Just for the record – this is not an article about the ever-so trashy show, Cheaters… or high school students who copy homework from each other… or your friend who always steals money in monopoly (although we will probably burn them one day too). This is an article about people who cheat on their significant others. And with the recent news of KStew cheating on RPatts (ugh, abbreves), cheating has become a hot topic. Like hotter than it ever was before. And we hate it.
No one deserves to be cheated on. If you’re dating someone – especially if you tell that person you love him or her – you should dedicate yourselves to your them and them only. This doesn’t mean you have to spend all your time with your significant other… but you shouldn’t be spending romantic time with anyone else.

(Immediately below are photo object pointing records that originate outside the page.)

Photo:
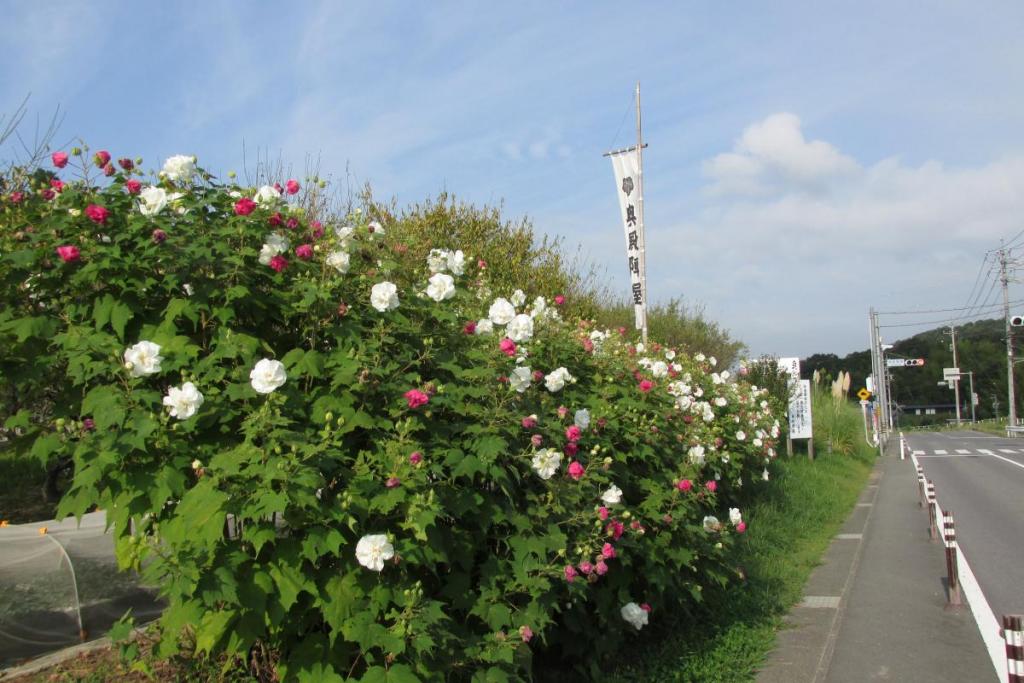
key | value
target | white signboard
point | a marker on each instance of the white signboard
(627, 167)
(800, 411)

You shouldn’t be talking to anyone else with thoughts of getting with them. And you certainly shouldn’t be hooking up with anyone else – whether you ‘just kissed’ or had sex. It’s not okay.
Think of how you would feel if your S/O was cheating on you? Not very good, right? You’d be pissed. You would want to ruin the ‘other girl’ or the ‘other guy.’ So why would you do it to the person who loves you in return?
Of course it’s normal to develop feelings for people. It’s even normal to flirt. And you can’t help who you’re attracted to. So if you find yourself attracted to more than one person at the same time, that’s fine. But if you want to act on the attraction (whether it’s an innocent FB message that turns to texting on the reg… or an innocent game of flip cup that turns to hooking up in the bathroom), end your relationship. At least take a break until you figure out what you want. What if you make a mistake with some random while dating someone? You will be labeled a cheater and lose your bf or gf forever – even if you later realize you made a mistake. At least if you break up with your S/O first you’ll have a better chance of getting back together with your now-ex if you figure out that’s what you want… Oh, and you won’t forever be thought of as a cheater.
Cheating hurts. Period. There’s no way around it. Sure you can keep it secret, but chances are it will blow up in your face. And if it hasn’t yet, don’t think you’re in the clear for good. Your secret will get out and no one will want to date you. If you cheated once, there’s a good chance you’ll do it again… and again… and again. But when you find the person you really want to be with (or when you figure out you really want to be with someone), you won’t want to cheat on them (ever again – if you already did before). You’ll have no interest in anyone else.
So if you’re even considering cheating – whether it’s emotionally, by talking to someone you have mutual feelings for daily, or physically, by hooking up with someone only once or multiple times – become single. You shouldn’t be in a relationship with anyone. I don’t care if you don’t want to risk losing this person. Don’t. Keep. Them. Around. If you really care about this person, you should want to let them have the chance to be interested in other people – and get over you before they fall any harder. We’re twentysomethings. We’re college grads. We’re getting older everyday and soon will start forming families. There’s no need for silly, non-serious relationships anymore. There’s no need for lying. Be an adult and have an adult relationship – or have no relationship at all.
To all you cheaters out there – the hurt you cause our friends, family, co-workers, and peers is not okay. And that is why we are putting you in the burn book. You don’t have to be in this book forever, but until your sex-addiction goes away and/or you realize you need to be single, you’ll be burned. So please – DON’T cheat. No one likes a cheater. Not even the one who’s cheating (they hate themselves just as much). So if you want to be a good person, have some fun without hurting those who love you, and get yourselves out of our burn book, just stop cheating. You’ll be better off. Really.